At German universities, there is a zero-tolerance rule for plagiarism. Teaching staff at your host university will make use of automatic plagiarism checkers to verify that the work you submit is yours. It is therefore important that you seek advice beforehand if you are unsure about citation rules so as not to accidentally produce any text without citing your sources. 

Work that is found to be plagiarised is automatically valued as a fail and can lead to expulsion from the university. 

Quiet periods: 

In Germany, states and communities can define 'Ruhezeiten' (quiet periods). Furthermore, federal laws restrict the times during which certain machines (including noisy devices used for garden maintenance) can be used. 

You should check whether the house you are living in has defined quiet periods during the day as part of the house rules. These should be observed in addition to the general quiet periods. 

The Germany-wide general quiet periods are: 

  • From 10pm to 6am (or 7am in some areas).

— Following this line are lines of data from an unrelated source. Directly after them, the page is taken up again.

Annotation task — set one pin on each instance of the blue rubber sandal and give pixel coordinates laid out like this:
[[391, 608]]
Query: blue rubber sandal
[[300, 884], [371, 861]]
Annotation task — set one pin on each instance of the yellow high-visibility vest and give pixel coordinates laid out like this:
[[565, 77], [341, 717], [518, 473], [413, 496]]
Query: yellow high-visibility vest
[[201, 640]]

This is the so-called 'Nachtruhe' (night time quiet period) 

  • All day on Sundays and public holidays 

During quiet times, any noise should be limited, meaning no sound from your home should be audible from outside. This includes things like vacuum cleaners, washing machines, TV sets, or lawnmowers. Some people call the police over noise disturbances during quiet times.

Disclaimer: All the information given above is not legally binding and is subject to change.